# Gengetsu Stainless Clad White #2 BACK IN STOCK



## JBroida (Jun 28, 2012)

An bunch of Gengetsu White #2 Knives Back In Stock today... 
http://www.japaneseknifeimports.com/kitchen-knives/gengetsu.html


----------



## chuck239 (Jun 28, 2012)

All I can say is... Get one before they are gone again.

-Chuck


----------



## Namaxy (Jun 28, 2012)

Yes - well worth it.


----------



## JBroida (Jun 28, 2012)

i'm always amazed at how quickly these things go though... i tried to order more this time.


----------



## tk59 (Jun 28, 2012)

JBroida said:


> i'm always amazed at how quickly these things go though...


Why?
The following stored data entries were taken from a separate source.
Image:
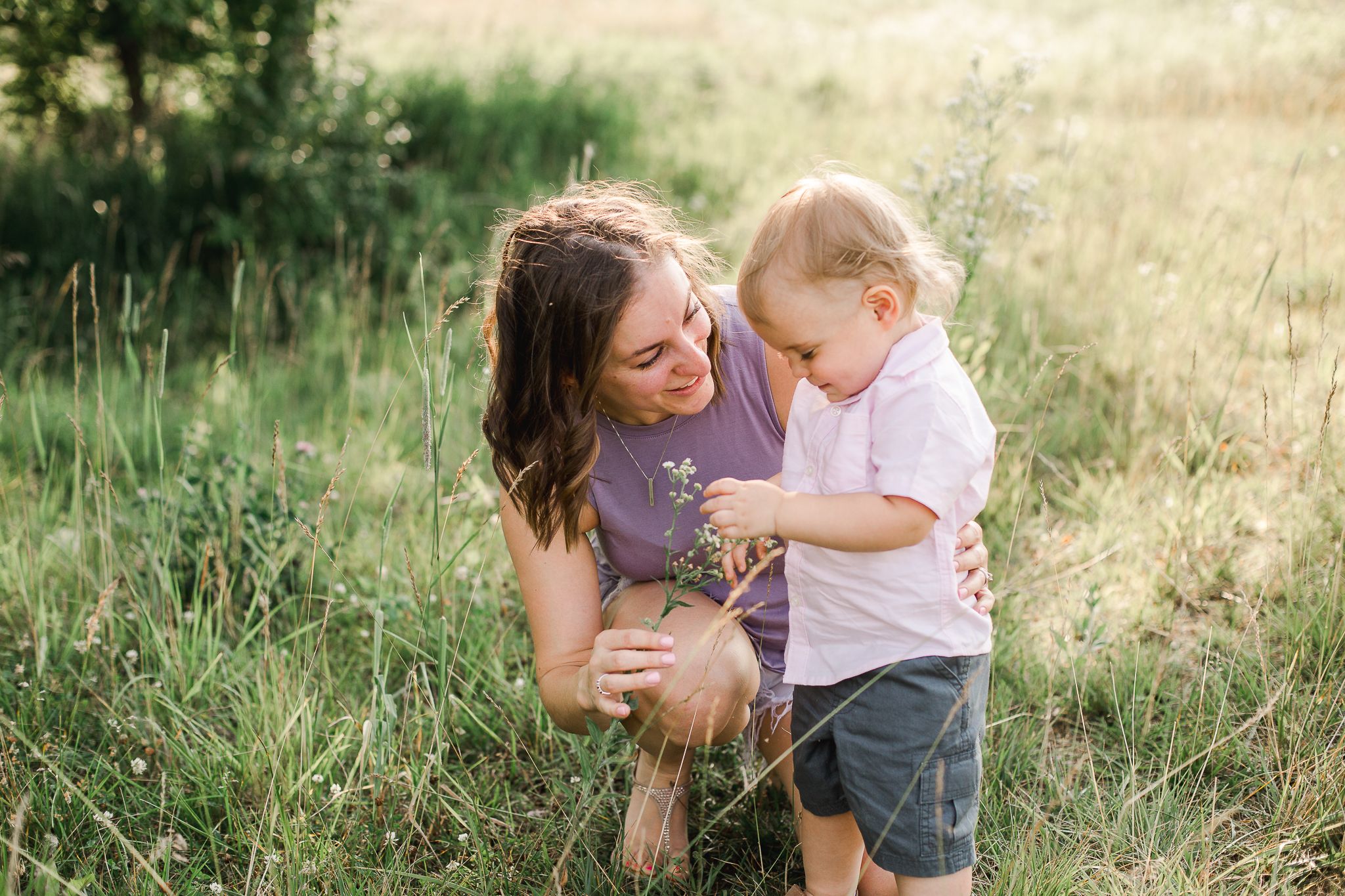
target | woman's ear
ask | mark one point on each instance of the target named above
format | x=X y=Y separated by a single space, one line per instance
x=885 y=303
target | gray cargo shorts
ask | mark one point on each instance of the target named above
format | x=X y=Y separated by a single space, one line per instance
x=903 y=756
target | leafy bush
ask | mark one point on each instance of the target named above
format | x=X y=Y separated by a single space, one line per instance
x=378 y=160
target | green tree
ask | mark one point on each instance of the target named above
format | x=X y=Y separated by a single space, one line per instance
x=242 y=58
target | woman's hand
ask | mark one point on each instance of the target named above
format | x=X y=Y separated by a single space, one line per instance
x=622 y=660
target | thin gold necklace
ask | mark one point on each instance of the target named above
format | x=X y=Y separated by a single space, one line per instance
x=648 y=479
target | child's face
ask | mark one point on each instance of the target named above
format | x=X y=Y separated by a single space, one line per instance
x=834 y=332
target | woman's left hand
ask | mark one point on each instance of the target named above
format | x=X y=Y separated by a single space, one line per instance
x=973 y=563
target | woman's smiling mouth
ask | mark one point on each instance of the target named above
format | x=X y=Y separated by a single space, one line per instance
x=686 y=390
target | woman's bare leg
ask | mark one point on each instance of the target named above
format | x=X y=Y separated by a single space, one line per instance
x=774 y=744
x=704 y=699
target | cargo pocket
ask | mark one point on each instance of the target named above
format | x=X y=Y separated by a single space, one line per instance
x=948 y=805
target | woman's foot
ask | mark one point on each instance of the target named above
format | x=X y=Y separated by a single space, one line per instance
x=655 y=820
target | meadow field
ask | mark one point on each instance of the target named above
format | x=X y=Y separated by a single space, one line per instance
x=254 y=640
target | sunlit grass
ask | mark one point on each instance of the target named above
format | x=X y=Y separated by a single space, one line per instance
x=1165 y=526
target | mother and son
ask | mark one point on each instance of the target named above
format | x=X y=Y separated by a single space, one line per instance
x=830 y=414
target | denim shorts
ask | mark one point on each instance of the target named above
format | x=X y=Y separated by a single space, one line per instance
x=903 y=754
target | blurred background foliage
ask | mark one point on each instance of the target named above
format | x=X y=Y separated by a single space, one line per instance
x=167 y=140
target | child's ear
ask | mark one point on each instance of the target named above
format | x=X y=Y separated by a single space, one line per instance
x=885 y=303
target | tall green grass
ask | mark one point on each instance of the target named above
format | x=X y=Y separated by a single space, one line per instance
x=259 y=639
x=1165 y=528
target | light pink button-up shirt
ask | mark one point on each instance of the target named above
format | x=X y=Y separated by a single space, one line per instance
x=917 y=431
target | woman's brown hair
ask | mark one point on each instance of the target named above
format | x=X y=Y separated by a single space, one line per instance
x=567 y=270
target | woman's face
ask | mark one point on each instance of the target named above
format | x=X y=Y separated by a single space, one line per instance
x=658 y=366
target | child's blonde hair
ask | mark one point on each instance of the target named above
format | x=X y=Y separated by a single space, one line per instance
x=838 y=226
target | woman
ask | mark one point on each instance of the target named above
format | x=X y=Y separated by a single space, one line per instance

Looks good, cuts great, nobody else has 'em. I might need one in white #2, as well as the semi-stainless...


----------



## Namaxy (Jun 28, 2012)

I haven't tread these waters that long, but in my opinion of the many variations I've tried, this and DT's clad powdered steel are the two top performers so far.


----------



## Vertigo (Jun 29, 2012)

Needs moar sujis!!!


----------



## tk59 (Jun 29, 2012)

Vertigo said:


> Needs moar sujis!!!


+1. When are you gonna bring in the sujis, Jon?


----------